Kadın onu dinlemeyip kalktı ve ona arkadan sarılıp alnını dövmesine dayadı. "Ne var bu kadar düşünecek Sadettin?" dedi. "Geliş amacımız belli, ne yapacağımız belli, nasıl yapacağımız belli." Sadettin gülüp "Benim amacım, ne yapacağım ve nasıl yapacağım, karam." dedi. "Sen sadece peşime takıldın." Hilal onun karnına vurup "Herife destek olunca da suç." dedi ve ondan ayrılıp gidecekken Sadettin dönüp onu kolundan tutarak kendine çekti. "Ben öyle mi dedim karam? Sadece sana zarar gelmesini istemiyorum bu işten."
***
Sadettin'in ilk hedefi Kahraman'dı. Bunu aslında başkalarına yaptırabilirdi ama o kanın kendi eline bulaşmasını ve intikamın iç yakan tadını almak istiyordu vahşi bir şekilde. Ama haftalardır herife ne zaman yaklaşsa hep bir şekilde eli silaha gidemiyordu. Kalıyordu öyle. Kahraman ona bir şeyler anlatırken Sadettin silahının soğuk dokusunu hissetmeye tenezzül bile edemiyordu.

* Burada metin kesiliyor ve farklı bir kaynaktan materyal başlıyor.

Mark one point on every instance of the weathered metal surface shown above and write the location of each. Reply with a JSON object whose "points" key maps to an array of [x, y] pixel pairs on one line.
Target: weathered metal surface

Ki, bunun olmaması lazımdı. Otuz yıldır o aileye duyduğu nefretle yanıp tutuşmuştu. Ama nefretini yönelttiği yer doğru mu acaba diye ilk defa sorgulamıştı. Kahraman saatine bakıp "Oooo, ben kaçar Sadettin kardeş. Babam kafamı kıracak." dedi ve boş çay bardağını bıraktı. Sadettin de ayaklanıp "Sen de bu pederinden çok korkuyorsun ha." dedi. Kahraman ceketini giyerken "Yok öyle bir şey." dedi. "Ben ondan korkmam, saygı duyarım ama korkmam."
Sadettin başını sallarken Kahraman onun omzuna hafifçe vurup "Sonra görüşürüz." dedi ve merdivenleri çıkıp depodan çıktı. Sadettin yine sandalyesine çökerken Medet'in bakışlarını üstünde hissedebiliyordu. "Bakma öyle!" dedi birden. "Doğru anı bekliyorum." Medet "Sen öyle diyorsan abim..." dedi ve sustu. Sadettin oflayıp kalktı ve telefonunu çıkartıp Hilal'i aradı. Kadın ikinci çalışta açmıştı. "Canım?"